When the guilty verdict was delivered, a packed courtroom erupted into an uproar. According to one person in the audience, Cecily's supporters:

were immediately suppressed by the police and threatened with arrest for contempt of court. Police physically forced all present into the hallway and demanded they move on, corralling more vocal supporters into the hallway corners and forcing the rest to move into the elevators and out of the building. Outside the courthouse, we gathered to debrief and discuss next steps. Police were positioned outside to keep an eye on the crowd. I heard a cop tell one supporter--an army veteran who served in Bosnia--to "get a fucking job."


THE VERDICT against Cecily McMillan is only the most recent and dramatic of reprisals against Occupy activists, including the coordinated suppression of Occupy protests that was ordered in most cities by Democratic mayors. McMillan, arrested with 73 others on the movement's six-month anniversary, counts as just one of the 7,765 total Occupy activists arrested since the launch of the movement on September 17, 2011--though the vast majority of those arrested ultimately had their charges thrown out.

The officer who Cecily says assaulted her, Grantley Bovel, also faces a lawsuit by another Occupy activist, Austin Guest, who was arrested on the same night as Cecily. Guest claims that after having been arrested, Bovel dragged him down the aisle of an NYPD bus, purposely slamming his head into each of the seats on the way down.

Unsurprisingly, Bovel's history of police violence doesn't end with Occupy. He was also implicated in a 2010 incident where he and his partner, in an unmarked squad car, allegedly ran down a 17-year old boy on a bike, resulting in serious head injuries for the adolescent. In another 2010 incident, Bovel was filmed in a Bronx bodega kicking a suspect lying on the ground.

Astonishingly, the judge presiding over Cecily McMillan's trial found these incidents of violence to be irrelevant to the case and would not allow them to be presented. The only aspect of Bovel's history allowed to be presented in court was his involvement in a 2011 ticket-fixing scandal in the Bronx.

Bovel's sordid history of police violence shows the connection between the repression of Occupy and the daily police violence and humiliation experienced by people of color in New York City and beyond. As Sarah Jaffe pointed out in an article in In These Times, despite reforms limiting the use of stop-and-frisk in New York, it is still a daily reality for people of color in neighborhoods across the city. The hopes of many that new Democratic Mayor Bill de Blasio would end these practices were dashed when he nominated William Bratton, the architect of stop-and-frisk and New York's so-called "broken windows" policy, as police commissioner.

As Michelle Alexander points out in her book The New Jim Crow, very few stop-and-frisk cases make it to court to be heard by a jury, as defendants are pressured to make plea deals in order to avoid lengthy prison sentences. In Cecily McMillan's case, she was offered a plea bargain that would have allowed her to plead guilty to assault in order to avoid jail time--but she refused to accept it.

Cecily's courage was no doubt a huge factor in her willingness and ability to fight her case.
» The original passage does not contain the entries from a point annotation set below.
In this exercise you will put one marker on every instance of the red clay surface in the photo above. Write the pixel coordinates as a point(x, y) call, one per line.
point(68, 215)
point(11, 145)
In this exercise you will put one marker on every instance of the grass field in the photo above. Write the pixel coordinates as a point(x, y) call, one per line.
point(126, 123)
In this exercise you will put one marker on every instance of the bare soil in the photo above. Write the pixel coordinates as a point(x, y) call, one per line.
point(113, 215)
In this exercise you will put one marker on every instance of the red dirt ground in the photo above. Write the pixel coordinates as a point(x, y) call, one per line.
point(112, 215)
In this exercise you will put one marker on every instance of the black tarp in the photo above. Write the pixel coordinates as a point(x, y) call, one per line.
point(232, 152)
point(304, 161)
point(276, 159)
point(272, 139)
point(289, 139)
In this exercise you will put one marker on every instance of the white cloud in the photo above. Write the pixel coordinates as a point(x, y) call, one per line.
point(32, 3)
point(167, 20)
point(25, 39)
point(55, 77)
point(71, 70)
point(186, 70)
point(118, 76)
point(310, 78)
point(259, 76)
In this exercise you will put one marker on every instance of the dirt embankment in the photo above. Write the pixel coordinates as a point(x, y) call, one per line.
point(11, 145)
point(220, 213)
It's important to take note that having a movement like Occupy to back her up and draw out a strong support team was decisive in helping to do this. While this may not have been sufficient to win in court, the support of activists and others dedicated to her case will be necessary to build a movement to prevent her from being sent to prison.

The case will certainly be appealed, and the Justice for Cecily team will be organizing a campaign to win back her freedom. This has already begun with a rally and vigil held in Zuccotti Park on the evening of the verdict. It will take the sustained efforts of activists who are in solidarity with Cecily and the goals of Occupy to build the political pressure we need to win justice.